I had no idea, which I don’t say. I’d lost track of time. The idea I’ve been rereading the pages for hours frustrates me. “Just—come,” I get out. “Stay with me.”

“What? I can’t just come to Florida.”

“Please.” I hate how plaintive I sound, how hungry. How defenseless I feel perching on the edge of my bed. “You can work remotely,” I tell him. This is important, I know. He would never consider coming if he’s not promised plenty of computer and phone flexibility.

“Katrina.” His voice has changed. He’s shaken off sleep, and I recognize the firm calm in his words. “You don’t need me to come to Florida. You can do this.”

“I do. I do need you.” My voice is stripped bare. Where Nathan and I can never be honest with each other, I can be with my fiancé. I grasp on to the idea with wild conviction. It’s why we’re together. It’s why I’m here. This whole conversation is strikingly reminiscent of how we fell in love in the first place. I called him needing help and he was there for me. He’s always been there for me. He’s picked me up every time I’ve needed him to.

In the long pause over the line, I imagine having Chris here. Yes, his presence would irritate Nathan, but he would temper the hostility that’s impossible to escape in this house. Instead of reading and rereading the same page stashed under my pillow, I could retreat into Chris’s arms every night.

“I don’t think it’s a good idea,” he replies finally. I know every nuance and inflection of Chris’s voice like they’re the cross-streets on my drive home, and I recognize when decisiveness has won out over reassurance. “I’d only be a distraction. Why don’t we discuss this tomorrow, babe? It’s late, and I have a seven a.m. call with a publisher in London.”

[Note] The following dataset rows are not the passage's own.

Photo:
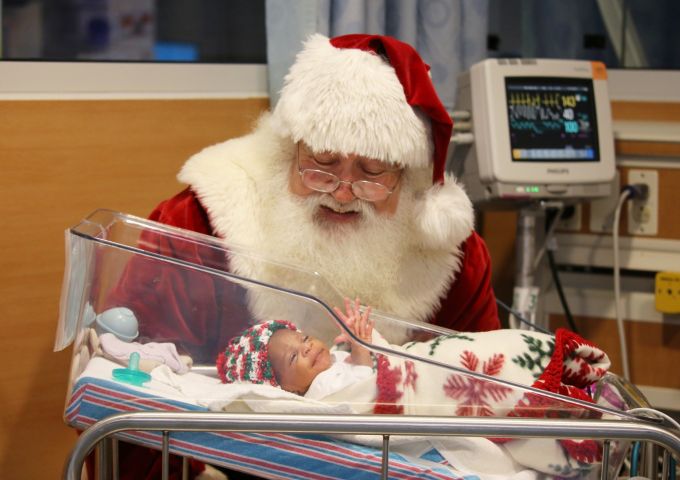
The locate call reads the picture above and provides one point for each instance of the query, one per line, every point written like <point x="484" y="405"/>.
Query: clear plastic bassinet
<point x="168" y="302"/>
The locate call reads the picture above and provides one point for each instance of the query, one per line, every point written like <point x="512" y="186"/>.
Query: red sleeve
<point x="470" y="304"/>
<point x="180" y="304"/>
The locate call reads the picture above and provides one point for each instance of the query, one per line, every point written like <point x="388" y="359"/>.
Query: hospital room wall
<point x="62" y="159"/>
<point x="653" y="338"/>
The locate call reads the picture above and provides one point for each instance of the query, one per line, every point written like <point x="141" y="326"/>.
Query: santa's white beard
<point x="376" y="258"/>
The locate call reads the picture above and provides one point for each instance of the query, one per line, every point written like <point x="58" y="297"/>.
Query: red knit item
<point x="386" y="384"/>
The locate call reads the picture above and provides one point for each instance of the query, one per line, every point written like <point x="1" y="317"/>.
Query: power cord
<point x="639" y="191"/>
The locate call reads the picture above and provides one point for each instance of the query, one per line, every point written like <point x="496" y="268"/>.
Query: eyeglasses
<point x="326" y="182"/>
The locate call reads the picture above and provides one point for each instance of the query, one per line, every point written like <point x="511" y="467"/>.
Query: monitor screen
<point x="552" y="119"/>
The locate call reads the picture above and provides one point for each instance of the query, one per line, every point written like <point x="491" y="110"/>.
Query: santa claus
<point x="346" y="176"/>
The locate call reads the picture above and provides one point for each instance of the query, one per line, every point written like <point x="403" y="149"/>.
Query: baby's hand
<point x="360" y="323"/>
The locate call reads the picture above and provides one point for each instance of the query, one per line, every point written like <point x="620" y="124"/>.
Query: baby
<point x="277" y="353"/>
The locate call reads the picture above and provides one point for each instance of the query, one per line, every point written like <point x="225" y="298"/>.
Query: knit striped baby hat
<point x="246" y="357"/>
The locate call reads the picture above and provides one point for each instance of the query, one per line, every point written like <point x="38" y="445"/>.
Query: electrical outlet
<point x="643" y="214"/>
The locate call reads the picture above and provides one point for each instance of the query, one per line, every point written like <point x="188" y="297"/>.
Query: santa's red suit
<point x="423" y="262"/>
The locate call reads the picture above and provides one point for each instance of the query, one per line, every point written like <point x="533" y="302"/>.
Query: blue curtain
<point x="450" y="35"/>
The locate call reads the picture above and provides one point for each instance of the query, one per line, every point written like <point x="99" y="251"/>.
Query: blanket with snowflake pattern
<point x="564" y="363"/>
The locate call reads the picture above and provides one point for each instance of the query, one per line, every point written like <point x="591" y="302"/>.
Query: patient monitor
<point x="542" y="130"/>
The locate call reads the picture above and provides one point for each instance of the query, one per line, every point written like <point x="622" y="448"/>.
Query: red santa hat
<point x="372" y="95"/>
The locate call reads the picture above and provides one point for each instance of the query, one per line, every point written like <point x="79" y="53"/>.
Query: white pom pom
<point x="445" y="215"/>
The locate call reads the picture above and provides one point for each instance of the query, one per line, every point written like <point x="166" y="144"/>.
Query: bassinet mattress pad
<point x="97" y="396"/>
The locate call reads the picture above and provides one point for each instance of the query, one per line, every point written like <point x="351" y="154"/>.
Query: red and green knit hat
<point x="246" y="358"/>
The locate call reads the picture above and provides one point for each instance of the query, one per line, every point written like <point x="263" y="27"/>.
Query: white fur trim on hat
<point x="351" y="101"/>
<point x="444" y="215"/>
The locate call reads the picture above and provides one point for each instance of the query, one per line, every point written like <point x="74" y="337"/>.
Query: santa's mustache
<point x="355" y="206"/>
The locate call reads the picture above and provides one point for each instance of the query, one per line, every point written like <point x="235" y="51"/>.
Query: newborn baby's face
<point x="297" y="359"/>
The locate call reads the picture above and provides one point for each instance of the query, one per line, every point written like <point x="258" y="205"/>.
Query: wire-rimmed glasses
<point x="326" y="182"/>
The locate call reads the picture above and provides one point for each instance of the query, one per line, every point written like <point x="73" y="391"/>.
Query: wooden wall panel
<point x="61" y="160"/>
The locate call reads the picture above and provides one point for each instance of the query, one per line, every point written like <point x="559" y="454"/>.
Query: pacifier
<point x="132" y="375"/>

Unbeknownst to Chris, I crumple, tears of rage filling my eyes. In the slanted shadow my lamp casts, my bedroom has never felt more like a cage. He’s not going to come, even after I prostrated myself asking him. I think it’s possible for people we love to quietly, even unknowingly, snap some tether holding us together. I wonder if it’s what Chris has done now. I want to feel like I’m speaking to the Chris who clasped one hand over my eyes while he walked me into the study in our home in LA, surprising me with towering white bookshelves holding my entire collection. The Chris who watched seasons of cooking shows with me when I got engrossed in them one summer, despite the fact that he couldn’t care less.

Somehow, I don’t feel like it’s the same Chris on the line with me now.

“Sure,” I say. “Fine.” I hang up, not giving him the chance to say I love you. Not caring if he was going to.

Returning my phone to the nightstand, I cast one final glance at the page of Only Once, my eyes lingering where they shouldn’t.

I give myself one second, two, before I shove the page into my dresser drawer.





15





Katrina



? FOUR YEARS EARLIER ?

We’re on Harriet’s expansive porch. The day is warm with the kind of breeze I could bask in forever, the gentle wind coming off the ocean like a greeting. I’m curled up on the porch swing, one leg folded under me, my sandals on the deck. Harriet’s beside me. Nathan’s in the Adirondack chair across from us, scribbling on the pages I wrote last night.